The problem with these theories, however, is that is impossible to obtain solid evidence on the existence of other universes through observation — the universes either exist far beyond the limits of our observable universe, or they reside on a different branch of reality that we cannot reach.  Now it’s not unusual for a scientific theory to predict the existence of particles or forces or worlds that we cannot yet observe; historically, a number of such predictions have proved true when the particle or force or world was finally observed.  But many other predictions have not been proved true.  With the multiverse, it is unlikely that we will have definitive evidence one way or the other.  And a number of scientists have revolted at this development, arguing that cosmology at this level is no longer scientific.  According to physicist Paul Davies,

Extreme multiverse explanations are therefore reminiscent of theological discussions. Indeed, invoking an infinity of unseen universes to explain the unusual features of the one we do see is just as ad hoc as invoking an unseen Creator. The multiverse theory may be dressed up in scientific language, but in essence it requires the same leap of faith.

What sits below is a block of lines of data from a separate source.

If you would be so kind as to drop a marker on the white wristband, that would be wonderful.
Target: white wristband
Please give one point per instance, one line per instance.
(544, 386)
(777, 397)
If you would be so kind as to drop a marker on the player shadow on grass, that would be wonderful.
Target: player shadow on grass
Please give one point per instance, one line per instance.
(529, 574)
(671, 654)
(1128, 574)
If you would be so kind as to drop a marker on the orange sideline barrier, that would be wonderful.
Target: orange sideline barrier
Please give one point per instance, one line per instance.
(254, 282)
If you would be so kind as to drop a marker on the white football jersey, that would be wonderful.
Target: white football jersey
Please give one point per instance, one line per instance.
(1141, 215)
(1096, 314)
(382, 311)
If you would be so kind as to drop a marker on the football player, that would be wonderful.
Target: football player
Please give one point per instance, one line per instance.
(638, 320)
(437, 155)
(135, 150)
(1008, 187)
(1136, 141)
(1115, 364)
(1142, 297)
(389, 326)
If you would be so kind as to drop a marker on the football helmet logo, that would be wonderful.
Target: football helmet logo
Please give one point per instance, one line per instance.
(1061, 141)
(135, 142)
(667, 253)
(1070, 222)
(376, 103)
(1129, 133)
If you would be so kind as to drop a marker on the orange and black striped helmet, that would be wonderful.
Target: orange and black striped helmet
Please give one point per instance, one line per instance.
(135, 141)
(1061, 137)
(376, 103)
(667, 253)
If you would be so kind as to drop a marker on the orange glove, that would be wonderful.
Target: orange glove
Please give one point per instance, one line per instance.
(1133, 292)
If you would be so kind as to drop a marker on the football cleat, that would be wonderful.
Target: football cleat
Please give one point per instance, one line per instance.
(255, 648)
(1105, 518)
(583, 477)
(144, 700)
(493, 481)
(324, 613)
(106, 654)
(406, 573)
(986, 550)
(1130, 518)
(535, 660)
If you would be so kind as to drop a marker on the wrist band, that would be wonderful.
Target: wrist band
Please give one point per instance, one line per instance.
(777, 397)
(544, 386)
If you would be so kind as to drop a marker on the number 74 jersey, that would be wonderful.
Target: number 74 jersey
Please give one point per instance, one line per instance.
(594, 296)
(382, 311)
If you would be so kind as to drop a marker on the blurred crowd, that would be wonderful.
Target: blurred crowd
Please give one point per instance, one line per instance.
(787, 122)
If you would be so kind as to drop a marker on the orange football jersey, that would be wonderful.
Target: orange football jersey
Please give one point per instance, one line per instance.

Likewise, Freeman Dyson insists:

[T]he multiverse is philosophy and not science. Science is about facts that can be tested and mysteries that can be explored, and I see no way of testing hypotheses of the multiverse. Philosophy is about ideas that can be imagined and stories that can be told. I put narrow limits on science, but I recognize other sources of human wisdom going beyond science. Other sources of wisdom are literature, art, history, religion, and philosophy. The multiverse has its place in philosophy and in literature.

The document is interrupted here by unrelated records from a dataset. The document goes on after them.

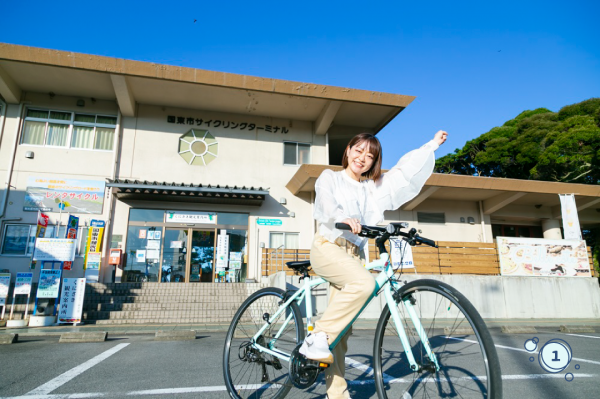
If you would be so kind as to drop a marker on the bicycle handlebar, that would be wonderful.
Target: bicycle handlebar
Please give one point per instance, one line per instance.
(393, 229)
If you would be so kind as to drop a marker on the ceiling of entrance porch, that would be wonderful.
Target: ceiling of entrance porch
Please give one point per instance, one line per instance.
(539, 199)
(30, 69)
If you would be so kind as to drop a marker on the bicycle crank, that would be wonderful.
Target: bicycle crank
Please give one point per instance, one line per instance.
(304, 372)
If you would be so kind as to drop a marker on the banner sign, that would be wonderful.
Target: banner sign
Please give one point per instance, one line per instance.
(190, 217)
(401, 250)
(570, 217)
(268, 222)
(93, 260)
(94, 243)
(540, 257)
(71, 300)
(41, 230)
(71, 195)
(222, 250)
(54, 249)
(49, 283)
(23, 283)
(72, 227)
(4, 284)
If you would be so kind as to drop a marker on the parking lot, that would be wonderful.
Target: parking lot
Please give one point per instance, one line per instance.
(136, 365)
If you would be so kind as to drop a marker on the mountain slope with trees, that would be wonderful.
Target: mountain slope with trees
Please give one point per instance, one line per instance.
(540, 145)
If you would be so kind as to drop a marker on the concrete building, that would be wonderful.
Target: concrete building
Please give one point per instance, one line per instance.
(194, 170)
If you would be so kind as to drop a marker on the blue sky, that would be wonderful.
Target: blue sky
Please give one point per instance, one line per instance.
(472, 65)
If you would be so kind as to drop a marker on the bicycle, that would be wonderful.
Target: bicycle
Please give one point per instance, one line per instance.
(454, 356)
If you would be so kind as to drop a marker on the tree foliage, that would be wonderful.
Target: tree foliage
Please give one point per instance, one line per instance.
(539, 144)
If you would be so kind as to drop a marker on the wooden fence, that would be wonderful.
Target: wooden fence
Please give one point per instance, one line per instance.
(450, 258)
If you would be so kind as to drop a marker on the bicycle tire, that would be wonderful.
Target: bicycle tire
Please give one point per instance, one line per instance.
(244, 378)
(461, 342)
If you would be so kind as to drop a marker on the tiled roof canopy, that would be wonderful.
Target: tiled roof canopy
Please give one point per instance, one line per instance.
(134, 190)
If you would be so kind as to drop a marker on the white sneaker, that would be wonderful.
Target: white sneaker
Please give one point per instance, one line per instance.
(316, 347)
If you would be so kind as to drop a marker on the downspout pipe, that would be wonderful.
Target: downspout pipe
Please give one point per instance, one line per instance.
(13, 154)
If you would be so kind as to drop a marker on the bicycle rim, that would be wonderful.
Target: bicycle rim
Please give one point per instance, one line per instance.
(249, 373)
(465, 352)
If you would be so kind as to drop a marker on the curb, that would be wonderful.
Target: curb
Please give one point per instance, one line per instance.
(175, 335)
(574, 329)
(518, 330)
(7, 339)
(72, 337)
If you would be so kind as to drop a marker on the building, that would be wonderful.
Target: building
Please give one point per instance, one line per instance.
(194, 171)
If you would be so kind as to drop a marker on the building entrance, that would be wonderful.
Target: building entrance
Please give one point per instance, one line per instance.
(188, 255)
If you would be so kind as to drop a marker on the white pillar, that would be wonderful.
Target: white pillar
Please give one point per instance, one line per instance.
(551, 228)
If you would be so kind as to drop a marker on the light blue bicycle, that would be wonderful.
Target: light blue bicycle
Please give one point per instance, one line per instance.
(430, 342)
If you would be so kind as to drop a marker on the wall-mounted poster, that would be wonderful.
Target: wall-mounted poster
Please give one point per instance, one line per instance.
(69, 195)
(540, 257)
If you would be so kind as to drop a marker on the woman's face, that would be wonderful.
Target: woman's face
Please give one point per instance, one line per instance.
(360, 159)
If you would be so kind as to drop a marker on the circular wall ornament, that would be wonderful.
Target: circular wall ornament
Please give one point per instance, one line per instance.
(198, 147)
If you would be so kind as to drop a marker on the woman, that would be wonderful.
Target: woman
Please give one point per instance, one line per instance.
(356, 195)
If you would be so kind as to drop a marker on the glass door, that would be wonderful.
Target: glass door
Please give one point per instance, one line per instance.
(202, 256)
(174, 262)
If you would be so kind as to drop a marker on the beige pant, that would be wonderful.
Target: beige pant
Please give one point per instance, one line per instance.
(351, 286)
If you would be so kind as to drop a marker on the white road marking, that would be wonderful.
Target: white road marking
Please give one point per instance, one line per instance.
(74, 372)
(221, 388)
(523, 350)
(585, 336)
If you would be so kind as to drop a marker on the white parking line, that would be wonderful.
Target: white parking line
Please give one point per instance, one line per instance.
(74, 372)
(221, 388)
(523, 350)
(584, 336)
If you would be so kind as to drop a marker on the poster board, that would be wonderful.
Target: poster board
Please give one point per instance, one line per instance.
(71, 300)
(23, 283)
(541, 257)
(49, 283)
(4, 285)
(55, 249)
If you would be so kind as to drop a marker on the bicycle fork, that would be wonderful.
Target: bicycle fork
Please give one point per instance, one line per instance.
(402, 333)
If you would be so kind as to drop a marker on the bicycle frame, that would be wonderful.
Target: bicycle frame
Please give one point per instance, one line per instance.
(381, 281)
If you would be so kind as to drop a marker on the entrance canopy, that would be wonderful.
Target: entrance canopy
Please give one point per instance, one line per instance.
(528, 199)
(131, 190)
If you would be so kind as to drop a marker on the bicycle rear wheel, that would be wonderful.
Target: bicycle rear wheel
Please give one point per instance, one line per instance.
(465, 351)
(248, 372)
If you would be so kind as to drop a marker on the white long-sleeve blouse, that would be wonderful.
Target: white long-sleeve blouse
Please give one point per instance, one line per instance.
(339, 197)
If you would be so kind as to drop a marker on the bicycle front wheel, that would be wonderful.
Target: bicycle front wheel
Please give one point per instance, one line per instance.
(465, 352)
(250, 373)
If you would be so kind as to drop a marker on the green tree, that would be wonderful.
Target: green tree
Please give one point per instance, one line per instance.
(540, 144)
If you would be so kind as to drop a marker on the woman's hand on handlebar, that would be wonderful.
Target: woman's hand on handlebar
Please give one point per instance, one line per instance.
(354, 224)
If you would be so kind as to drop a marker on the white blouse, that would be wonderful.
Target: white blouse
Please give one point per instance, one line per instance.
(340, 197)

Cosmologist George F.R. Ellis, in the August 2011 issue of Scientific American, notes that there are several ways of indirectly testing for the existence of multiple universes, but none are likely to be definitive.  He concludes: “Nothing is wrong with scientifically based philosophical speculation, which is what multiverse proposals are.  But we should name it for what it is.”

Given the thinness of the evidence for extreme multiverse theories, one might ask why modern day atheists do not seem to attack and mock such theorists for believing in something for which they cannot provide solid evidence.  At the very least, Christopher Hitchens’s claim that “exceptional claims require exceptional evidence” would seem to invalidate belief in any multiverse theory.  At best, at some future point we may have indirect or circumstantial evidence for the existence of some other universes; but we are never going to have exceptional evidence for an infinite number of universes consisting of all possibilities.  So why do we not hear of insulting analogies involving orbiting teapots and flying spaghetti monsters when some scientists propose an infinite number of universes based on different physical laws or an infinite number of versions of you?  I think it’s because scientists are respected authority figures in a modern, secular society.  If a scientist says there are multiple universes, we are inclined to believe them even in the absence of solid evidence, because scientists have social prestige, especially among atheists.

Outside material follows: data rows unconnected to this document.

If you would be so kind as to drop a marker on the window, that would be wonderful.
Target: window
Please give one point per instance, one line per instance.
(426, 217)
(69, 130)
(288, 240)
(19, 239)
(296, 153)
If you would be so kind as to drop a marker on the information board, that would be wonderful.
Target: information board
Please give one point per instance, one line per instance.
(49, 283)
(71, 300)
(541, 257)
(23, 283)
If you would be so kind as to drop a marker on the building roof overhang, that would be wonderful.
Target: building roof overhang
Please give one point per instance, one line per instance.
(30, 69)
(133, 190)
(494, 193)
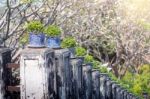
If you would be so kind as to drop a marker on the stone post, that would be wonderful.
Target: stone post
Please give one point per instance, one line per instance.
(87, 81)
(118, 92)
(64, 74)
(37, 74)
(77, 77)
(108, 89)
(103, 78)
(114, 90)
(5, 57)
(96, 84)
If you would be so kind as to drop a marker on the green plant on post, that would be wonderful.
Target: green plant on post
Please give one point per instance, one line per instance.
(35, 27)
(68, 42)
(24, 39)
(52, 31)
(80, 51)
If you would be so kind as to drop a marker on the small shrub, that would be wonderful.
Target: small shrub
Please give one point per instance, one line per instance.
(89, 58)
(52, 31)
(24, 39)
(35, 27)
(80, 51)
(68, 42)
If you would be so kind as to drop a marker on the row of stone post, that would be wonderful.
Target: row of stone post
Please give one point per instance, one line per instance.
(53, 74)
(57, 74)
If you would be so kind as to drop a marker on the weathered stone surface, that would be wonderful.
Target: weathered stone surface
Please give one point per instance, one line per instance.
(96, 84)
(108, 89)
(5, 57)
(87, 81)
(64, 74)
(37, 74)
(118, 92)
(71, 51)
(77, 77)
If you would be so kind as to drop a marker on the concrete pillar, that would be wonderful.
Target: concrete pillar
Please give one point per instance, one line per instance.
(114, 90)
(37, 73)
(64, 74)
(5, 57)
(108, 89)
(96, 84)
(77, 77)
(103, 78)
(87, 81)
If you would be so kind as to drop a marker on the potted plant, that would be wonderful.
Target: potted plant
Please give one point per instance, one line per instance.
(23, 40)
(53, 36)
(69, 43)
(36, 36)
(80, 51)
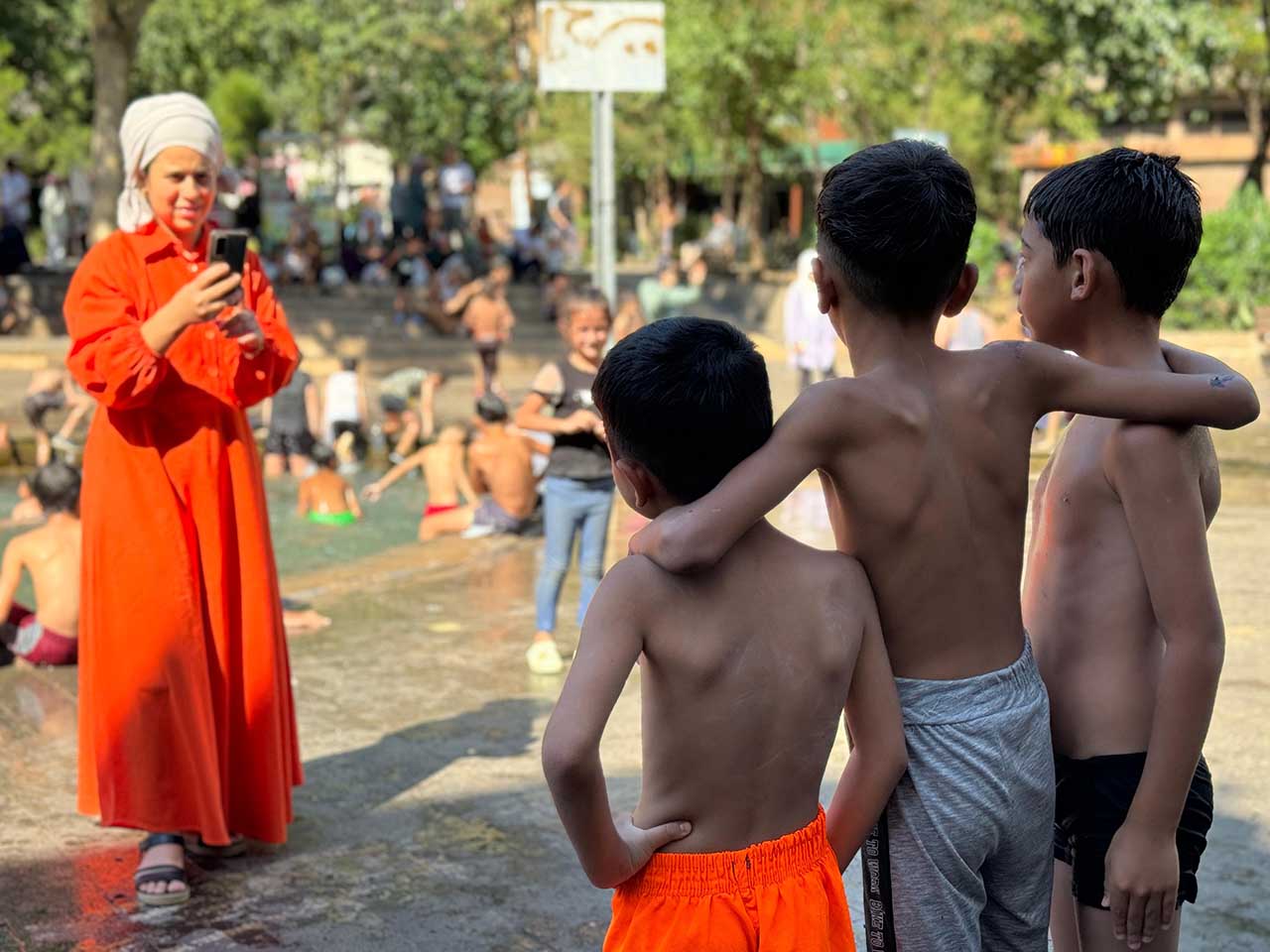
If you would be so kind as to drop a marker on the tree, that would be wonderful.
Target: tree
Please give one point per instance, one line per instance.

Ultimately, there is no solid evidence for the existence of God, no solid evidence for the existence of an infinite variety of universes, and no solid evidence for the existence of other versions of me.  Whether or not one chooses to believe any of these propositions depends on whether one decides to leap into the dark, and which direction one decides to  leap.  This does not mean that any religious belief is permissible — on issues which have abundant evidence, beliefs cannot go against evidence.  Evolution has abundant evidence, as does modern medical science, chemistry, and rocket science.  But where evidence is scarce, and a variety of beliefs are compatible with existing evidence, holding a particular belief cannot be regarded as wholly unjustified and irrational.